Laboratory Staff F interviewed on 6/18/15 at 9:10am confirmed the Laboratory lacked a policy directing disposal of expired supplies.

The Laboratory failed to follow the hospital policy directing disposal of outdated supplies.

No Description Available

Tag No.: C0304

The Critical Access Hospital (CAH) reported a census of three patients, one acute patient and two skilled swing bed patients. Based on medical record review, staff interview and policy review the CAH failed to ensure one of thirty acute medical records sampled contained a pertinent medical history and physical (H & P) completed in a timely manner. The CAH's failure to ensure patients' medical history and physical are competed in a timely manner has the potential for poor patient outcomes.

Findings include:

- The CAH's Medical Staff Rules and Regulations reviewed on 6/17/15 at 3:40pm directed, " ...a complete history and physical examination shall be written or dictated within 24 hours after admission. Short form history and physical may be used for uncomplicated admission of less than 48 hours..."

- Patient #33's medical record reviewed on 6/17/15 at 1:30pm revealed an admission date of 3/13/15 with a diagnosis of cellulitis (infection of the skin) of the left foot. Patient #33's medical record revealed a history and physical completed on 3/18/15. The CAH failed to ensure Patient #33's history and physical was completed within 24 hours after admission.

Administrative Staff A interviewed on 6/17/15 at 2:00pm acknowledged that Patient #33's H & P was completed five days late and placed the patient at risk for poor patient outcomes.

No Description Available

Tag No.: C0306

The Critical Access Hospital (CAH) reported a census of three patients, one acute patient and two skilled swing bed patients. Based on medical record review, staff interview, and Medical Staff Rules and Regulations the CAH failed to document physician's orders for one of two sampled outpatient medical records reviewed (patient #42).

Findings include:

- Patient #42's outpatient medical record reviewed on 6/17/15 revealed an admission date of 5/6/15 for outpatient series services. The care provided to patient #42 included cap changes every three days to their PICC (peripherally inserted central catheter a form of intravenous access) and a weekly dressing change to the PICC site. The medical record lacked documentation of physician's orders for the care provided.

Administrative Nursing Staff A interviewed on 6/17/15 at 3:30pm acknowledged patient #42's outpatient medical record lacked evidence the physician ordered the care provided.

No Description Available

Tag No.: C0308

The Critical Access Hospital (CAH) reported a census of three patients, one acute patient and two skilled swing bed patients. Based on observation and staff interview, the CAH failed to safeguard confidential patient information from possible destruction.
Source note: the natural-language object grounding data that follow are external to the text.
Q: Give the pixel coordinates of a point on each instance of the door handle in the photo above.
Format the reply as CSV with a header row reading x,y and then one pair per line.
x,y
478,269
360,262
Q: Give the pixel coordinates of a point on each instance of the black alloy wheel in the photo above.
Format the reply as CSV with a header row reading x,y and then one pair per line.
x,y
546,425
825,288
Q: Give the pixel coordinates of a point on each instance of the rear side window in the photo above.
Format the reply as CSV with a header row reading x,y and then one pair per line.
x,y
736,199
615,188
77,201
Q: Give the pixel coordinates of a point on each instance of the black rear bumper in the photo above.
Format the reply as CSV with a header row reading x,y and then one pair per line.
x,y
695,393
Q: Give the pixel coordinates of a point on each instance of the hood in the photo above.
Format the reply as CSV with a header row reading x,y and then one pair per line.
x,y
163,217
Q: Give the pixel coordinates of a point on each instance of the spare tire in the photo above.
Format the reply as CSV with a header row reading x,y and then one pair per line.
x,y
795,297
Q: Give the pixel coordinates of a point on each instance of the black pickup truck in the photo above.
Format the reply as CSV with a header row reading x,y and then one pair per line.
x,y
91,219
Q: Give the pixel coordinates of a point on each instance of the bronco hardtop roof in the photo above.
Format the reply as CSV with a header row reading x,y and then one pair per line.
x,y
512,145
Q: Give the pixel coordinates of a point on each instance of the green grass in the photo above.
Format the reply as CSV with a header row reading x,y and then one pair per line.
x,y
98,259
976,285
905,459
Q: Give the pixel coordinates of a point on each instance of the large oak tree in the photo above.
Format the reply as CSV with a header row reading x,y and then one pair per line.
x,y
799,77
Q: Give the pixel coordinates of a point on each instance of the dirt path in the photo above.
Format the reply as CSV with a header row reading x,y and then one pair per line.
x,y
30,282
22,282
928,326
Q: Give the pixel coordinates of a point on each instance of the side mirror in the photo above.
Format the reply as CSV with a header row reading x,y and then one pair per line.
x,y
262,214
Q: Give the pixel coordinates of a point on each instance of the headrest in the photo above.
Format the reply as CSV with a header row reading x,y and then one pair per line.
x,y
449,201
This practice has the potential to affect the patients' records in 12 cardboard boxes.

Findings include:

- The Medical Records storage room observed on 6/15/15 at 11:47am revealed twelve banker boxes (cardboard boxes used to store medical records) placed directly on the floor.

- Medical Records Staff C interviewed on 6/15/15 at 11:50am acknowledged the boxes contained patients' medical records and the boxes sat directly on the floor with the potential for flooding. The CAH failed to assure protection of medical records from destruction.

The CAH failed to have a policy for protection of medical records.